Zgodnie z opublikowanymi w poniedziałek danymi, wskaźnik cen konsumpcyjnych CPI wzrósł w ostatnim miesiącu minionego roku do 7,35 proc. wobec grudnia 2018 r. przebijając znacząco górne widełki zakładanego przez Bank Rezerw Indii przedziału 2-6 proc. Był to największy wzrost wskaźnika od lipca 2014 r. Odczyt okazał się też wyższy od mediany prognoz ekonomistów, która kształtowała się na poziomie 6,7 proc. Miesiąc wcześniej wskaźnik CPI wyniósł 5,5 proc.
Inflacja bazowa, nie obejmująca elementy podatne na silne wahania jak ceny żywności i paliw, wzrosła w grudniu o 3,75 proc. wobec 3,5 proc. w listopadzie.
Inflacja cen żywności wyniosła aż 14,12 proc. zaś żywności i napojów 12,16 proc.
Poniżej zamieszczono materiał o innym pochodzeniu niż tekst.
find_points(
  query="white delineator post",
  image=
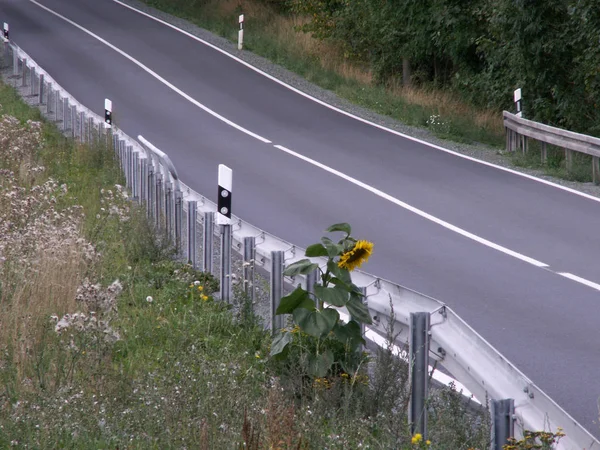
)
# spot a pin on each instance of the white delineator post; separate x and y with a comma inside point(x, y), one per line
point(241, 33)
point(224, 219)
point(108, 113)
point(518, 103)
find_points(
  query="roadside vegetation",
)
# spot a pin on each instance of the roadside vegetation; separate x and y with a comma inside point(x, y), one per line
point(381, 55)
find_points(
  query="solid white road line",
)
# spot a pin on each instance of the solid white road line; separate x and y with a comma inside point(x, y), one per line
point(417, 211)
point(155, 75)
point(588, 283)
point(335, 172)
point(360, 119)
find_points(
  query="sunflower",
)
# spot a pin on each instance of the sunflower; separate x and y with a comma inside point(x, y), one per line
point(353, 259)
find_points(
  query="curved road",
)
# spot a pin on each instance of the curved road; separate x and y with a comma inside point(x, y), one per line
point(515, 257)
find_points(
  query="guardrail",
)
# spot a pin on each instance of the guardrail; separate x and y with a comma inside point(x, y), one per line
point(519, 129)
point(153, 181)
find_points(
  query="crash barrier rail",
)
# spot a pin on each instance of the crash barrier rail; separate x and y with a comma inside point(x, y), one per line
point(518, 130)
point(435, 332)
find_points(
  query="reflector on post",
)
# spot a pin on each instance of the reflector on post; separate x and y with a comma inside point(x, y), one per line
point(108, 113)
point(224, 197)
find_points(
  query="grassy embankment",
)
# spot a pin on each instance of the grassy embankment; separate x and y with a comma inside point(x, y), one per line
point(107, 343)
point(272, 35)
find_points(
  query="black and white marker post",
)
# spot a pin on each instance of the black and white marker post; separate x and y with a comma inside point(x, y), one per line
point(518, 106)
point(108, 113)
point(241, 33)
point(224, 219)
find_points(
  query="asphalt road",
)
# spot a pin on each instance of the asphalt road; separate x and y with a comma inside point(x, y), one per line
point(459, 253)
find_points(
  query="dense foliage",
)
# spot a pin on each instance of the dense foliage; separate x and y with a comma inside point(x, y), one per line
point(483, 49)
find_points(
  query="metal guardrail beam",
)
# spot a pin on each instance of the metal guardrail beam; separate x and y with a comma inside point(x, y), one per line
point(517, 127)
point(464, 353)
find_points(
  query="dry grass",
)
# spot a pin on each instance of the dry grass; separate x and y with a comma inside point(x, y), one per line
point(331, 58)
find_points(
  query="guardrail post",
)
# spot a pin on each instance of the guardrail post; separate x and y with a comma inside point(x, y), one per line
point(15, 64)
point(41, 90)
point(65, 115)
point(24, 73)
point(363, 329)
point(192, 221)
point(179, 222)
point(32, 81)
point(169, 210)
point(277, 261)
point(91, 130)
point(569, 159)
point(207, 241)
point(503, 425)
point(312, 278)
point(226, 237)
point(419, 376)
point(249, 260)
point(129, 155)
point(151, 190)
point(159, 200)
point(73, 120)
point(144, 181)
point(136, 177)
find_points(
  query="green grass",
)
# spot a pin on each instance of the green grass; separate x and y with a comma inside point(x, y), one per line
point(162, 367)
point(260, 39)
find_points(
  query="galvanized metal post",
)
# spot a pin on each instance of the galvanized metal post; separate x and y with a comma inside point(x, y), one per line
point(73, 120)
point(82, 126)
point(419, 376)
point(91, 130)
point(179, 222)
point(169, 210)
point(151, 190)
point(192, 221)
point(226, 238)
point(207, 240)
point(65, 114)
point(135, 191)
point(363, 292)
point(24, 73)
point(312, 278)
point(277, 260)
point(144, 181)
point(159, 200)
point(41, 90)
point(503, 427)
point(249, 260)
point(15, 64)
point(32, 77)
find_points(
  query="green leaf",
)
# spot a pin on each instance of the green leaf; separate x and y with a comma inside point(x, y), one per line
point(338, 272)
point(297, 299)
point(280, 342)
point(350, 334)
point(316, 250)
point(344, 227)
point(335, 296)
point(319, 365)
point(316, 323)
point(302, 267)
point(333, 249)
point(357, 309)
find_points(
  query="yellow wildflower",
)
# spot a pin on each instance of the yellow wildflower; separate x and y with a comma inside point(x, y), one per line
point(355, 257)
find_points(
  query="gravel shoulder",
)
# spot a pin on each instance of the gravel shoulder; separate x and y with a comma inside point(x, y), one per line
point(478, 151)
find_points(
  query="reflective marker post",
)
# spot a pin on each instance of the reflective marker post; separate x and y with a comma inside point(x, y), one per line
point(224, 219)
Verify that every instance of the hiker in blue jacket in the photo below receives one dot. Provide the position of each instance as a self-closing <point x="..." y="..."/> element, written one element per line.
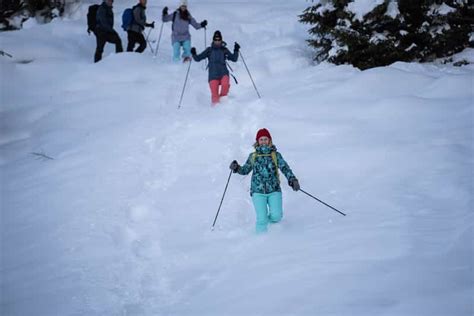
<point x="265" y="185"/>
<point x="180" y="36"/>
<point x="135" y="29"/>
<point x="105" y="30"/>
<point x="218" y="54"/>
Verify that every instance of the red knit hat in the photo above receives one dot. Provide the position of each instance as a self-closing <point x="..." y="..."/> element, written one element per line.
<point x="263" y="132"/>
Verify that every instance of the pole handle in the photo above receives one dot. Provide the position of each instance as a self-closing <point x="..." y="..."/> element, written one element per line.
<point x="217" y="214"/>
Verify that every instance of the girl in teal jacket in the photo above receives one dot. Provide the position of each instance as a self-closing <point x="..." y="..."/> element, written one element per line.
<point x="265" y="187"/>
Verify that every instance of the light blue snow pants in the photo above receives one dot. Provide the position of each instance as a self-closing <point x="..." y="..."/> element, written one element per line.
<point x="268" y="208"/>
<point x="177" y="49"/>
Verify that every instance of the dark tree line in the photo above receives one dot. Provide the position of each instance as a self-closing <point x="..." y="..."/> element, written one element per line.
<point x="403" y="30"/>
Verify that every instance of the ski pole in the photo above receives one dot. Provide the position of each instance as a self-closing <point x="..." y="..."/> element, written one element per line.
<point x="184" y="86"/>
<point x="159" y="39"/>
<point x="205" y="43"/>
<point x="242" y="56"/>
<point x="215" y="219"/>
<point x="148" y="42"/>
<point x="322" y="202"/>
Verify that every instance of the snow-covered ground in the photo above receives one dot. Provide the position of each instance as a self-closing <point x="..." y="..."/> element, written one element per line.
<point x="118" y="222"/>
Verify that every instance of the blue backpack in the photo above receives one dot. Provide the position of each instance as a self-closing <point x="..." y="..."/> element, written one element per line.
<point x="127" y="18"/>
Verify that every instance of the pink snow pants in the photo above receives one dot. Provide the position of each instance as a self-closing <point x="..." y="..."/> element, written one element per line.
<point x="214" y="86"/>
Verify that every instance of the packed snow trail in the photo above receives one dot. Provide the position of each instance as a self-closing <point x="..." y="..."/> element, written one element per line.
<point x="119" y="222"/>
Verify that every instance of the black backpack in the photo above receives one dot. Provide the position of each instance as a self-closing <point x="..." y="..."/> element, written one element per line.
<point x="92" y="17"/>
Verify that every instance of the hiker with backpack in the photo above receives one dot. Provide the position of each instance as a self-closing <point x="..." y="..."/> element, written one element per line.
<point x="218" y="54"/>
<point x="134" y="22"/>
<point x="265" y="187"/>
<point x="104" y="30"/>
<point x="180" y="36"/>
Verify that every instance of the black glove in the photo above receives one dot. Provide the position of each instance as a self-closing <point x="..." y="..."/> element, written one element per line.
<point x="234" y="166"/>
<point x="294" y="184"/>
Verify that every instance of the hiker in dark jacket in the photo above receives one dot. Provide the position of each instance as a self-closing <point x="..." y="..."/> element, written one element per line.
<point x="180" y="36"/>
<point x="105" y="30"/>
<point x="218" y="54"/>
<point x="135" y="30"/>
<point x="265" y="187"/>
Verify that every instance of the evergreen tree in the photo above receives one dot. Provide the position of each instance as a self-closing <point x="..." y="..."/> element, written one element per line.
<point x="403" y="30"/>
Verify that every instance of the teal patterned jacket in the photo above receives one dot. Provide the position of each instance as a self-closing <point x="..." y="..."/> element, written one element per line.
<point x="264" y="176"/>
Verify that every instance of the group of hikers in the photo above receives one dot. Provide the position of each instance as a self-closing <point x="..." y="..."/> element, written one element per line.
<point x="101" y="23"/>
<point x="265" y="161"/>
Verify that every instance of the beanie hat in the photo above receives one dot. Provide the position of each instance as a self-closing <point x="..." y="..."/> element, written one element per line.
<point x="263" y="132"/>
<point x="217" y="35"/>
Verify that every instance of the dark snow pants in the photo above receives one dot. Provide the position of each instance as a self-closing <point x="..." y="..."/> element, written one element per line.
<point x="107" y="37"/>
<point x="134" y="38"/>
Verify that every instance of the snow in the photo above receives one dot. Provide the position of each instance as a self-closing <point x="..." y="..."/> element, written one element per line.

Inflacja prawdopodobnie utrzyma się kilka miesięcy na tak wysokim poziomie, zanim spadnie poniżej 6 proc. górnej granicy zakresu docelowego RBI. To wyklucza obecnie naszą oczekiwaną obniżkę stóp o 15 pb w kwietniu, a następnej obniżki stóp można się spodziewać najwcześniej w czerwcu, ponieważ do tego czasu inflacja spadnie poniżej 6 proc. – powiedział Abhishek Gupta, jeden z indyjskich ekonomistów.